U.S. Growth: Behind the GDP surprise

U.S. Growth: Behind the GDP surprise

Strong headline growth for the U.S., with the devil in the details; Policy signals from China as trade talks resume.

"No one can bear it if policy swings back and forth between tightening and loosening many times a year"
People's Bank of China Deputy Governor Liu Guoqiang

U.S. Growth: behind the GDP surprise  

U.S. GDP grew at a 3.2% annual pace in Q1, well above the expected 2.3%.

But what’s behind the figure, the first of three estimates by the Department of Commerce, was revealing. More than half of the 3.2% figure – 1.7 percentage points – was the result of changes in the famously volatile categories of inventories and trade, the biggest boost from these combined sources in six years. Growth in inventories adds to GDP because filling warehouses requires production. Net exports boosted the trade component, contributing 1.03 percentage points. However, that was large the result of declining imports, as companies completed their stockpiling ahead of a potential increase in U.S. tariffs on imports from China – something which has yet to take place.

Inventories and trade were little help for underlying demand, which was substantially lower than overall GDP growth. That statistic, defined as final sales to private domestic purchasers, excluding trade, inventories and government, came in at 1.3%, the worst reading since 2013. One way to interpret the boost to overall GDP from inventories and net imports: this quarter's growth was earned in part at the expense of growth from future quarters, when final sales could come from already-built inventories rather than fresh production.

Personal consumption for Q1 was only slightly better than forecast, coming in at a 1.2% headline rate, and 1.3% excluding fuel and food.

Initial market reaction in fixed income was strongly positive. The yield for the 10-year Treasury moved downward from 2.525% to 2.493%; the 2-year from 2.320% down to 2.276%. U.S equities were less focused on the economic news than on the rapidly-unfolding earnings season, currently in progress.

China: Belt and Road – and trade.

The Belt and Road forum in Beijing last week was the scene of two important policy speeches.  The first, from People's Bank of China Governor Yi Gang focused on "building an open, market-oriented financing and investment system" for the multi-country program, deploying capital from the private sector as "the main force, while government funding will only play a guiding role, a leveraging role".

The second speech was delivered by Chinese President Xi Jinping, and included statements relevant to China's overall trade policy and current negotiations between China and the U.S.  Specifically, China "…will establish a binding enforcement system for international agreements" and “…eliminate improper rules, subsidies and practices that impede fair competition and distort the market."

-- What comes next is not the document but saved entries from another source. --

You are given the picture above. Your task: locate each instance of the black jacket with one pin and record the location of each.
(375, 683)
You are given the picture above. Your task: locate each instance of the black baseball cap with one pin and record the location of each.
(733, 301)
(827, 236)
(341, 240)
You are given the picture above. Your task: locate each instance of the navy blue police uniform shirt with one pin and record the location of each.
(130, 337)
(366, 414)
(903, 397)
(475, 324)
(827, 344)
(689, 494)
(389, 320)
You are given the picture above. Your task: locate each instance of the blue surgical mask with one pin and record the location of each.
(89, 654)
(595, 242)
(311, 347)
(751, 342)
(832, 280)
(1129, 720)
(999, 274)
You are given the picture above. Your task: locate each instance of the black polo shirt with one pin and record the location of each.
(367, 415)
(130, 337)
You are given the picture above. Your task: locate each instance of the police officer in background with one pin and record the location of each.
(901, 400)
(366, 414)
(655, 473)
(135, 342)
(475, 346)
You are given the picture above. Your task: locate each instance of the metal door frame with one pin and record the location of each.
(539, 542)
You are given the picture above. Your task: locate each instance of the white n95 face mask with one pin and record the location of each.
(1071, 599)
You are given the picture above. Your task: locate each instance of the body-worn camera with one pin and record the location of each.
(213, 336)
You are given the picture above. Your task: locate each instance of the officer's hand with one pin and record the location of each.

This second speech coincided with the announcement of a new round of meetings of the top-level trade negotiation teams for China and the U.S.  U.S. Trade Representative Robert Lighthizer and Treasury Secretary Steve Mnuchin are headed to Beijing for talks scheduled to begin on April 30th; the talks were described by the White House as "cover[ing] trade issues including intellectual property, forced technology transfer, non-tariff barriers, agriculture, services, purchases, and enforcement”.